As a youth learning civics and governance through key Supreme Court cases, what I was missing then was an understanding of what made segregation actually unequal in the U.S.  The fallacy of desegregating schools is the lack of addressing of white interests and supremacy in systems of segregation and racial inequities.  The inequality of segregation was inherited via the foundation of the U.S. on (racial) capitalism and whiteness, rather than segregation being inherently unequal.  As we continue the fight for the aspirations and legacy of Brown v. Board, we should keep in mind that desegregating education is less about simply upholding diversity in our classrooms, but rather having equity in school resources and outcomes so that stakeholders of color can have schooling that reflects their needs and aspirations.  

To close this blog, we will revisit the guiding questions posed at the beginning of this post.  Where has Brown v.
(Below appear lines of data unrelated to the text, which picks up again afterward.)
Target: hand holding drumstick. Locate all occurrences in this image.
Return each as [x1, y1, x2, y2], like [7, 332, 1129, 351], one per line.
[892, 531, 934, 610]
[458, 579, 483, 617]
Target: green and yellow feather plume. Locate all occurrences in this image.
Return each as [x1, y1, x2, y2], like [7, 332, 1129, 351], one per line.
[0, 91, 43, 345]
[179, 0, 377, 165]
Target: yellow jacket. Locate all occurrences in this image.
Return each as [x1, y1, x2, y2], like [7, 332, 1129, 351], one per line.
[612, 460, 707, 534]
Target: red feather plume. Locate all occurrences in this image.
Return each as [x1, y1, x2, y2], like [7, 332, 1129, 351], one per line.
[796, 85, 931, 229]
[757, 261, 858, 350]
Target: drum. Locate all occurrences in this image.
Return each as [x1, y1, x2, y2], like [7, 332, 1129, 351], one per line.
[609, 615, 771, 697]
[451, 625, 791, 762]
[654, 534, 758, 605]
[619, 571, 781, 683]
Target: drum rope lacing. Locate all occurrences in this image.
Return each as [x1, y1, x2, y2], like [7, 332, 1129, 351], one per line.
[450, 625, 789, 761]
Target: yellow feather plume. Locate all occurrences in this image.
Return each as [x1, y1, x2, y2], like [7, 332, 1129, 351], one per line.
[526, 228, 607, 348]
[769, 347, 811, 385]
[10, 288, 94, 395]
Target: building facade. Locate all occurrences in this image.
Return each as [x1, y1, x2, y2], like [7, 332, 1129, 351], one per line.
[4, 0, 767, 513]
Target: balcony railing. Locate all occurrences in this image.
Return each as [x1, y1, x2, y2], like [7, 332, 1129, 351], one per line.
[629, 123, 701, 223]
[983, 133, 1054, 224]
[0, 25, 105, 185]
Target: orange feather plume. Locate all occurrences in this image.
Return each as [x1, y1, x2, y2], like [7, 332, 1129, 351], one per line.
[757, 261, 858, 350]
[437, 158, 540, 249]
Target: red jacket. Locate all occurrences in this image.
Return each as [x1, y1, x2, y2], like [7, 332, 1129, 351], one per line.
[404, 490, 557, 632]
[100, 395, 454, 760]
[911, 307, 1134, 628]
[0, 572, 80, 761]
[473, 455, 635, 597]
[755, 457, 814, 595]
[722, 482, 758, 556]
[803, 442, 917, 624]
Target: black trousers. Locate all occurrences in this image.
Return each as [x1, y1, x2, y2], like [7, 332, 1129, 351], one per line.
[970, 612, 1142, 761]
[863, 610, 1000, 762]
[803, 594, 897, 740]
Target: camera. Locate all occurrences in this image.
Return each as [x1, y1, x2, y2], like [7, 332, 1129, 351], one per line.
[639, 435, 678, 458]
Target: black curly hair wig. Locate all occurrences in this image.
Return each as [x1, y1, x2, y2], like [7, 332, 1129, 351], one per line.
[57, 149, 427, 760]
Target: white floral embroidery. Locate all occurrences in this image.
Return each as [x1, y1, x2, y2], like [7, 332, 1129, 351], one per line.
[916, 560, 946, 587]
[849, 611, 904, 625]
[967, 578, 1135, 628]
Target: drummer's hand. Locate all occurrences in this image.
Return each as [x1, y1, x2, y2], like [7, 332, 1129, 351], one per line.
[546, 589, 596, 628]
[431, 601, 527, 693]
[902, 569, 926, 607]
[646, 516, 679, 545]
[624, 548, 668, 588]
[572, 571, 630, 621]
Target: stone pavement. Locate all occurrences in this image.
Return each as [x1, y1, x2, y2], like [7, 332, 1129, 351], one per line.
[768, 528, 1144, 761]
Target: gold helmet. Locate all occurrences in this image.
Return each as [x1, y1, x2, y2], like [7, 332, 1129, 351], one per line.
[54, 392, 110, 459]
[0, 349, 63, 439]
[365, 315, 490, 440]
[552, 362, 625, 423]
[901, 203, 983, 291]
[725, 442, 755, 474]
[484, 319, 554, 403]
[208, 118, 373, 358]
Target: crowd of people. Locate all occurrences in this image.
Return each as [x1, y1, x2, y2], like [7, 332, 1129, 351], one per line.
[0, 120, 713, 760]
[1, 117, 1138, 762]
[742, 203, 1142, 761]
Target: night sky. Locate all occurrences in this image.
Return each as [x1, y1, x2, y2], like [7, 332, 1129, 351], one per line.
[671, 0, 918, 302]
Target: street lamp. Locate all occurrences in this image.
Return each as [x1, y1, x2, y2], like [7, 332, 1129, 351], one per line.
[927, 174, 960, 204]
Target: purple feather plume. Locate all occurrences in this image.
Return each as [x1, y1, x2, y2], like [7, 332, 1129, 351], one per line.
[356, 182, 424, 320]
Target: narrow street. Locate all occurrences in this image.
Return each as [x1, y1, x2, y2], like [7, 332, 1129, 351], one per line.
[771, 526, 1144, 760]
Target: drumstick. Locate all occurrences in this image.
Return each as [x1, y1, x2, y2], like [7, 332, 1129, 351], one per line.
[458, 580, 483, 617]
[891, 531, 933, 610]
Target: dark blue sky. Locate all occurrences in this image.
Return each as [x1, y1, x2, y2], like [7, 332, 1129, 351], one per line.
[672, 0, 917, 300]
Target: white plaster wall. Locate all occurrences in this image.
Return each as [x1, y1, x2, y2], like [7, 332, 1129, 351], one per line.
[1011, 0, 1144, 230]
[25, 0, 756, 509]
Board of Education led us to?  What are the implications of this monumental court case?  How has it shaped the current educational landscape?  The impact and legacy of Brown v. Board is complicated, but ever present today.  It has solidified de facto segregation, burdened educational stakeholders of color, and yet to actualize the dream of equalizing resources and outcomes (not simply diversifying school communities).  However, it has also represented and served as a legacy for continual grassroots organizing, resistance of white and neoliberal hegemony, and transformational advocacy.  

Works Cited:

Cyna, E. (2019). Equalizing resources vs. retaining Black political power: Paradoxes of an urban-suburban school district merger in Durham, North Carolina, 1958–1996. History of Education Quarterly, 59(1), 35-64.

Erickson, A. T. (2012). Building inequality: The spatial organization of schooling in Nashville, Tennessee, after Brown. Journal of Urban History, 38(2), 247-270.

Green, T. L., & Gooden, M. A. (2016). The shaping of policy: Exploring the context, contradictions, and contours of privilege in Milliken v. Bradley, over 40 years later. Teachers College Record, 118(3), 1-30.

Vaught, S. E. (2009). The color of money: School funding and the commodification of black children. Urban Education, 44(5), 545-570.